By the time all the genuflecting and the kneel-sit-stand-repeat routine of Mass had finally come to a merciful end, not only were the church kneelers and wooden pews cleaned and buffed to a fine shine, but so were your lower extremities.
(I once tried to wear my flannel pajamas under the pants, but I couldn’t get my shoes to fit over the footie part.)

If you happened to have a nice springtime poison oak or poison ivy rash at the time (like yours truly), you then became eligible to sit with the octogenarians in the Extreme Unction section of the church, located next to the emergency side exit.

On the other hand, the girls loved Easter. They had it easy: new dress, new shoes, new hat, maybe even a new crucifix necklace or a limited one-day usage of grandma’s special “diamond” rosary – it was just that simple. 

Free from the encumbrances of having their legs encased in used Brillo pads, the girls were happy, their smiles genuine.

They won every Easter egg hunt because they could bend and stoop, an ability the boys did not possess on this day.
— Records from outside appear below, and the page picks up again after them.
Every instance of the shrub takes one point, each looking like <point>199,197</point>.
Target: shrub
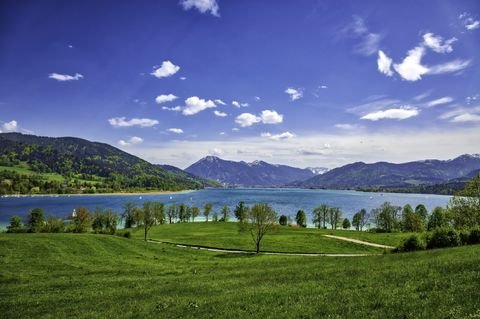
<point>443,237</point>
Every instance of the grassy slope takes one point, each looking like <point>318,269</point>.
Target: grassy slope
<point>288,239</point>
<point>91,276</point>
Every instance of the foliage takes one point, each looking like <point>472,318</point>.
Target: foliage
<point>283,220</point>
<point>301,218</point>
<point>464,208</point>
<point>241,212</point>
<point>261,219</point>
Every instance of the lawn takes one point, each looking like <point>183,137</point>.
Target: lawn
<point>227,235</point>
<point>101,276</point>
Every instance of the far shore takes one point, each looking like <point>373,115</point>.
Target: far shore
<point>105,194</point>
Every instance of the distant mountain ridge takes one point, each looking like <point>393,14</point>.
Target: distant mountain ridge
<point>257,173</point>
<point>383,174</point>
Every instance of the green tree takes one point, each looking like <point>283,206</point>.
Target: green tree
<point>386,217</point>
<point>128,214</point>
<point>283,220</point>
<point>411,220</point>
<point>15,224</point>
<point>334,217</point>
<point>261,219</point>
<point>35,220</point>
<point>320,216</point>
<point>195,212</point>
<point>81,220</point>
<point>241,211</point>
<point>225,214</point>
<point>464,207</point>
<point>438,218</point>
<point>207,208</point>
<point>301,218</point>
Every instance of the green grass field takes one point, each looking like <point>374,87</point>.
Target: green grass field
<point>227,235</point>
<point>102,276</point>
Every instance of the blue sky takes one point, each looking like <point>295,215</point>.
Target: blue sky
<point>304,83</point>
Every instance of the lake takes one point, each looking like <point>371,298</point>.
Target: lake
<point>284,201</point>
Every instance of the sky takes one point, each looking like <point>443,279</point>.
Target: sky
<point>302,83</point>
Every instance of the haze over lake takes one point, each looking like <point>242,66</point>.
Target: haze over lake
<point>284,200</point>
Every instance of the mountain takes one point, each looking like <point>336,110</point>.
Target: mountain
<point>257,173</point>
<point>389,175</point>
<point>72,165</point>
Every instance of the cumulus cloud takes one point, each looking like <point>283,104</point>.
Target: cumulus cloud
<point>11,126</point>
<point>219,114</point>
<point>412,69</point>
<point>173,109</point>
<point>294,94</point>
<point>204,6</point>
<point>384,63</point>
<point>175,130</point>
<point>437,44</point>
<point>65,77</point>
<point>398,114</point>
<point>165,70</point>
<point>443,100</point>
<point>194,105</point>
<point>163,98</point>
<point>238,104</point>
<point>271,117</point>
<point>247,119</point>
<point>123,122</point>
<point>134,140</point>
<point>277,137</point>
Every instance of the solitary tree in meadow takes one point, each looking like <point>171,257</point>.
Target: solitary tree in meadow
<point>207,208</point>
<point>261,219</point>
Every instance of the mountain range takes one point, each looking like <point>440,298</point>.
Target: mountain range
<point>257,173</point>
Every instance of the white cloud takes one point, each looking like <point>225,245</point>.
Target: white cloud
<point>294,94</point>
<point>277,137</point>
<point>398,114</point>
<point>65,77</point>
<point>123,122</point>
<point>165,70</point>
<point>11,126</point>
<point>369,45</point>
<point>134,140</point>
<point>449,67</point>
<point>411,68</point>
<point>345,126</point>
<point>173,109</point>
<point>271,117</point>
<point>437,44</point>
<point>194,105</point>
<point>163,98</point>
<point>466,117</point>
<point>443,100</point>
<point>247,119</point>
<point>219,114</point>
<point>384,63</point>
<point>203,6</point>
<point>175,130</point>
<point>238,104</point>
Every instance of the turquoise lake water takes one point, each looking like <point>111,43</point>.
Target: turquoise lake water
<point>284,201</point>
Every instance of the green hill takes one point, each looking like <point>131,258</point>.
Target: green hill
<point>33,164</point>
<point>101,276</point>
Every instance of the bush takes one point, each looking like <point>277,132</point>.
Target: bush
<point>412,243</point>
<point>443,237</point>
<point>474,237</point>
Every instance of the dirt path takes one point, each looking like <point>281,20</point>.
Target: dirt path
<point>223,250</point>
<point>361,242</point>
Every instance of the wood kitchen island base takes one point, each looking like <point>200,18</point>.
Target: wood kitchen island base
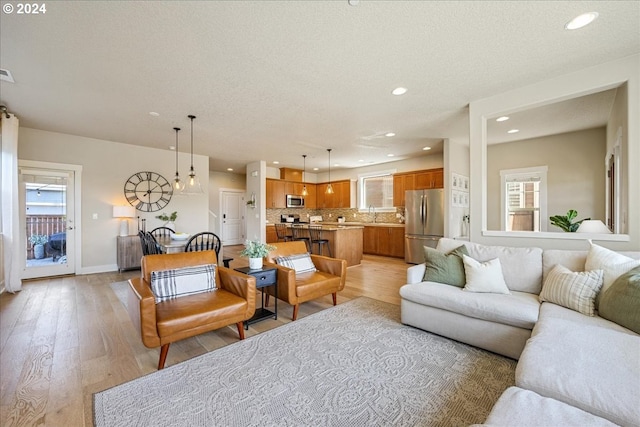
<point>345,242</point>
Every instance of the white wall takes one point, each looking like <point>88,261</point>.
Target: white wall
<point>584,82</point>
<point>575,177</point>
<point>456,160</point>
<point>217,182</point>
<point>257,218</point>
<point>106,167</point>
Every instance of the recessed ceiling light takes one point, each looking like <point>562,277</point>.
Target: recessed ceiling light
<point>581,21</point>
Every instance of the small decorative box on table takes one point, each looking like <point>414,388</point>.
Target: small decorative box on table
<point>264,277</point>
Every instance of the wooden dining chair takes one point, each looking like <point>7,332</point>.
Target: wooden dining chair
<point>204,241</point>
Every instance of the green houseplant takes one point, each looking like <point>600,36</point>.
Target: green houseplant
<point>38,241</point>
<point>566,221</point>
<point>255,250</point>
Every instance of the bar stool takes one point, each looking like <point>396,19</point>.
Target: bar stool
<point>283,233</point>
<point>298,233</point>
<point>315,232</point>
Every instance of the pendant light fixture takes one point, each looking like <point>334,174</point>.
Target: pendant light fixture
<point>304,170</point>
<point>193,183</point>
<point>178,185</point>
<point>329,189</point>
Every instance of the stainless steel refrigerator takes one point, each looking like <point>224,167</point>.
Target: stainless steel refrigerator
<point>424,217</point>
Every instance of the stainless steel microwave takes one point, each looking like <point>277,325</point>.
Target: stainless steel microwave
<point>294,201</point>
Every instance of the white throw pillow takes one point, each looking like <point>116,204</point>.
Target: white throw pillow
<point>576,291</point>
<point>301,263</point>
<point>484,276</point>
<point>180,282</point>
<point>613,264</point>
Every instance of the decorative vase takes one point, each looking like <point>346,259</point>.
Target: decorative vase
<point>38,251</point>
<point>255,263</point>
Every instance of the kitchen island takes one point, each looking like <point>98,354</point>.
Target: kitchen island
<point>345,241</point>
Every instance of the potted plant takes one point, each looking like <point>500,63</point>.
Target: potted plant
<point>168,219</point>
<point>255,251</point>
<point>565,221</point>
<point>38,241</point>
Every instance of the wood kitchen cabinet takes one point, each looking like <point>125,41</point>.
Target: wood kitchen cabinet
<point>385,241</point>
<point>272,236</point>
<point>310,199</point>
<point>129,252</point>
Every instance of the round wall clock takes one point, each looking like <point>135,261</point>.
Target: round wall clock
<point>148,191</point>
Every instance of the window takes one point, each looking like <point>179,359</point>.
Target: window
<point>376,190</point>
<point>524,199</point>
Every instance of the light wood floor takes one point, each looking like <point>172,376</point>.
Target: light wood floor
<point>63,339</point>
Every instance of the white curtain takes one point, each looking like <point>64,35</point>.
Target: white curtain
<point>9,198</point>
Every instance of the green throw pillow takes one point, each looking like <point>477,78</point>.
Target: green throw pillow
<point>620,303</point>
<point>445,268</point>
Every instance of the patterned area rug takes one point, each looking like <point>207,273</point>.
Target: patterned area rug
<point>350,365</point>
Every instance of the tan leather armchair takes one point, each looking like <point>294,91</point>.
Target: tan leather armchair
<point>161,324</point>
<point>329,279</point>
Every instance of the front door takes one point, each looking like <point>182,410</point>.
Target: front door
<point>232,209</point>
<point>48,222</point>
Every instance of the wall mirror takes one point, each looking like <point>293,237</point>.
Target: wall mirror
<point>548,159</point>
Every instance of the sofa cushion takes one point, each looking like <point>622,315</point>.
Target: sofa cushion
<point>301,263</point>
<point>180,282</point>
<point>443,267</point>
<point>569,289</point>
<point>621,302</point>
<point>613,263</point>
<point>484,276</point>
<point>586,362</point>
<point>520,309</point>
<point>573,260</point>
<point>521,267</point>
<point>524,408</point>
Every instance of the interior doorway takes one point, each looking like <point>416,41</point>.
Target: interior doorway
<point>232,208</point>
<point>47,200</point>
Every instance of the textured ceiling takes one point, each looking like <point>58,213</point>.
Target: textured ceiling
<point>279,79</point>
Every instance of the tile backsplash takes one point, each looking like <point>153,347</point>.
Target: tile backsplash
<point>331,215</point>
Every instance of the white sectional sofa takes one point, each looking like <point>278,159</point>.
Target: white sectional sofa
<point>573,369</point>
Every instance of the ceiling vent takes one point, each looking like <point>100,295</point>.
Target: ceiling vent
<point>6,76</point>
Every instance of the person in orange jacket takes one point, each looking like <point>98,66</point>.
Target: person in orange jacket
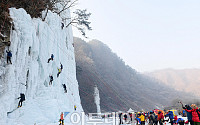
<point>142,119</point>
<point>160,117</point>
<point>195,116</point>
<point>61,119</point>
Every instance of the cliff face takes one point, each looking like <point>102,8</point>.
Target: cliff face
<point>32,43</point>
<point>120,87</point>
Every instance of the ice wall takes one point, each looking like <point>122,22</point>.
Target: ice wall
<point>32,43</point>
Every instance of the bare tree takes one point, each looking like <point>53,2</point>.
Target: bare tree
<point>80,21</point>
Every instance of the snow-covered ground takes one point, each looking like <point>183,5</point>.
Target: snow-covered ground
<point>32,43</point>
They enjoyed Easter dinner because they had full use of their arms and weren’t required to wear a full body bib to protect their white shirt and burlap ensemble.

Even a female toddler all dressed up in white lace and a bonnet who stumbled and fell every two steps was more graceful than a 6-year-old boy doing a Frankenstein walk down the church aisle.

The girls just had it easier on Easter Sunday than the boys. 

If any of you girls out there disagree with that assessment then not only do I want to hear your trumped up story, but I want proof in the form of photos that clearly indicate human suffering caused by rough, stiff clothing and signed affidavits from at least 10 eyewitnesses describing in great detail your ordeal of slipping on a nice cotton dress and tilting your hat just so.

For my next Easter column we will delve into the correlation between the Holy Triduum – Holy Thursday, Good Friday and Holy Saturday – and Peter Cottontail, hopping down the bunny trail, packing a baked ham and a basketful of jelly beans, dyed hardboiled eggs and chocolate rabbits.